Another thing to keep in mind is the different "types" of configuration data. Some examples:
  1. run configurations that are available to be used during data taking
    • users select one as part of configuring the detector and the electronics
  2. a historical archive of the run configurations that were used for each data-taking run
  3. a data set that specifies the components that are available to be used in data taking and other parameters that define the envelope of dataflow configuration possibilities
    • the operator interface uses this data to present options to the user and allow him/her to specify the components and the layout of processes in the system
  4. pre-defined dataflow configurations that can be selected by the user to specify the layout of processes in the system, etc.
  5. run history

Several Example Run Configurations

StandardRunning012 (configuration name)

“rce_standard.fcl” FHiCL configuration string

rce00 FHiCL configuration string

rce01 FHiCL configuration string

EventBuilder FHiCL configuration string

DataLogger FHiCL configuration string

... # suppressed to save space

rce_emulation_mode005 (configuration name)

rce_burst_mode_test001 (configuration name)

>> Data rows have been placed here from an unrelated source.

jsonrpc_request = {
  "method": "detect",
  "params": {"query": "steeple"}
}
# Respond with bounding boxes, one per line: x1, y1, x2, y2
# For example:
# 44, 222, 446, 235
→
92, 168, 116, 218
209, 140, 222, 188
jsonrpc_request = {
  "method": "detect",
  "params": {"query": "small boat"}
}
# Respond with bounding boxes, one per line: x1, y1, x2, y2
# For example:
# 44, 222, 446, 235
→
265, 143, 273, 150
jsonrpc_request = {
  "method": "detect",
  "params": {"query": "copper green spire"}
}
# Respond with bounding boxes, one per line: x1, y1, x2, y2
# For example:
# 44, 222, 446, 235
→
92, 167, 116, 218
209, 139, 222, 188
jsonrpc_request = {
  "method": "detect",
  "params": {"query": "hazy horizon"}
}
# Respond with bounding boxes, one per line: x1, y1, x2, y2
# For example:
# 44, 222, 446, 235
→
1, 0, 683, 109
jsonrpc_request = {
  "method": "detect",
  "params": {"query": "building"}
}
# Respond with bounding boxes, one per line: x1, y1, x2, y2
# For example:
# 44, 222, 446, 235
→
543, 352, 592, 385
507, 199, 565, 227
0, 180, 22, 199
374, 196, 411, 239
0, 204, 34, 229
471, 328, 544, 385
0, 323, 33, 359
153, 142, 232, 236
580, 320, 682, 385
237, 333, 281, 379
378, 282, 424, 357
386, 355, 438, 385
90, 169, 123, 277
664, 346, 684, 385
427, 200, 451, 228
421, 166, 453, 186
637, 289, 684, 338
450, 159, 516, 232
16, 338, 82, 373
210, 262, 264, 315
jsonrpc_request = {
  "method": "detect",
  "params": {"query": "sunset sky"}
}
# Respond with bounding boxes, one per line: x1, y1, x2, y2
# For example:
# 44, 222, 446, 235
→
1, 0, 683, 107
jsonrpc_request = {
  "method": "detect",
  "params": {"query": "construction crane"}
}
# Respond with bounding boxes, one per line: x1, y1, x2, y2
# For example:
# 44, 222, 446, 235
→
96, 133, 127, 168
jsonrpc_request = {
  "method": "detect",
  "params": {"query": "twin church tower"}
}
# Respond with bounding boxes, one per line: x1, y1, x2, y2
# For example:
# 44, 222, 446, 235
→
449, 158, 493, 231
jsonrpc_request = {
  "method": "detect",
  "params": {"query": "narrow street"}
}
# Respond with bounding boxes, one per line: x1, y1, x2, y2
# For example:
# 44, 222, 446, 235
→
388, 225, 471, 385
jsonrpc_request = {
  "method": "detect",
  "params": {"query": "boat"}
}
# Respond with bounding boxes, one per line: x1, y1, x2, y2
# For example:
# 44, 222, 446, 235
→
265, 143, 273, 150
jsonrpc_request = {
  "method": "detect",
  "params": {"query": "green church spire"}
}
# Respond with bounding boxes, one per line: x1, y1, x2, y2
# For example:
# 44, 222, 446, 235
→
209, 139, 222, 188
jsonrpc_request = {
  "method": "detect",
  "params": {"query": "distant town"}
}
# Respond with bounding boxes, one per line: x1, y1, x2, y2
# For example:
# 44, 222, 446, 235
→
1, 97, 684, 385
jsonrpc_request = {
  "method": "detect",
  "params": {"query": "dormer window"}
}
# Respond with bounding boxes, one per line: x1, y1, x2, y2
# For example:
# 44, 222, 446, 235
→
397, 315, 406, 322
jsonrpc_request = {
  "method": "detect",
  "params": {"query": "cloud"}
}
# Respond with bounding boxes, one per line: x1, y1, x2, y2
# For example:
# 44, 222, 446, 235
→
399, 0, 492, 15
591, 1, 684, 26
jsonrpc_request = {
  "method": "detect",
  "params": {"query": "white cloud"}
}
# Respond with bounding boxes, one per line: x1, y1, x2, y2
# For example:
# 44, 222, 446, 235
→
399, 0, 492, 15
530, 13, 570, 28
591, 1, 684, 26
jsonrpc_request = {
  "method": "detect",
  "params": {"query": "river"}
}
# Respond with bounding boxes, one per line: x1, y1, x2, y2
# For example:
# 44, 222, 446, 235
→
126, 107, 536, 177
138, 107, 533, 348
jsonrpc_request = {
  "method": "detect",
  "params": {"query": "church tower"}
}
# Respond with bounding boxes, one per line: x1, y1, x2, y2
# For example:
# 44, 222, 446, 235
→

Proposed Run Configuration Operations

  1. std::vector<std::string> getListOfAvailableRunConfigurationPrefixes(std::string searchString = "*");
    • returns: "Standard_Running", "rce_emulation_mode", "rce_burst_mode_test" for the configurations listed above
  2. std::map<std::string /*entityName*/, std::string /*FHiCL document*/> getLatestConfiguration(std::string const& configNamePrefix);
    • for now, this call will return a map with 5 entries for the run configurations listed above, and it will be up to the caller to do the full expansion specified by the #include statements. The map keys in those cases will be "rce_standard.fcl", "rce00", "rce01", "EventBuilder", and "DataLogger".
    • the entity names here are typically related to the logical components that can be included in the DAQ, like "rce00", "EventBuilder", and "DataLogger"
  3. bool /* status */ archiveConfiguration(int run_number, std::string configuration_name, std::map<std::string, std::string>);
    • <include an example>
    • the entity names (map keys) here will be different than what is returned in the "getLatestConfig" call above. For example, the ones here might be "BoardReader01" and "EventBuilder01", or "BoardReader::HostA::Port123" and "EventBuilder::HostB::Port456".

Dataflow Configurations

We want to support Operations like the following for dataflow configuration parameters:

  1. std::vector<std::string> getAvailableReadoutComponents()
    • returns lists like "rce00, rce01, ssp00, ssp03, timing_board ..."
  2. <container?> getEventBuildingPossibilities()
  3. <container?> getPossibleDataLoggingLocations()
  4. std::vector<std::string> getListOfAvailableDataFlowConfigurationPrefixes(std::string searchString = "*");
  5. bool /* status */ saveDataflowConfiguration(std::string configuration_name, std::map<std::string, std::string>);
Some notes:
  1. we are proposing to store the parameters that make up the dataflow possibilities as a distinct FHiCL string in the database. This can be thought of as a separate DB record that has well-defined identifiers to mark is as being the one that contains the dataflow possibilities.
  2. distinct from the dataflow possibilities are previously-defined system configurations which might be useful again in the future. These can be named and saved in the database. One proposal is that each selected dataflow configuration does not need to be saved as a named dataflow configuration, but this can certainly be done. In any case, the dataflow configuration for each run will be stored in the run history.
    • for example, there could be a saved dataflow configuration named "standard_system_for_msw2_001" with contents like what is shown in the next bullet
  3. we need to work out how to distinguish available run configurations from available dataflow configurations in the database
Questions to be discussed in the next few weeks:
  1. what language(s) should be supported for the Operations listed above? C++? Python? Bash?
  2. what other parameters might be useful to include in the dataflow configuration?

Run History

We should capture all ideas that people have for parameters that should be stored in run history records. Obvious ones are run number, run start time, run end time, dataflow configuration used, and run configuration used.

On possibility for storing run history in the artdaq-database is to store the information in a single FHiCL string. In this sample, it is assumed that each dataflow configuration that is used is automatically stored in the DB so that it can be referenced here.


Another option is to use a separate database record for each run.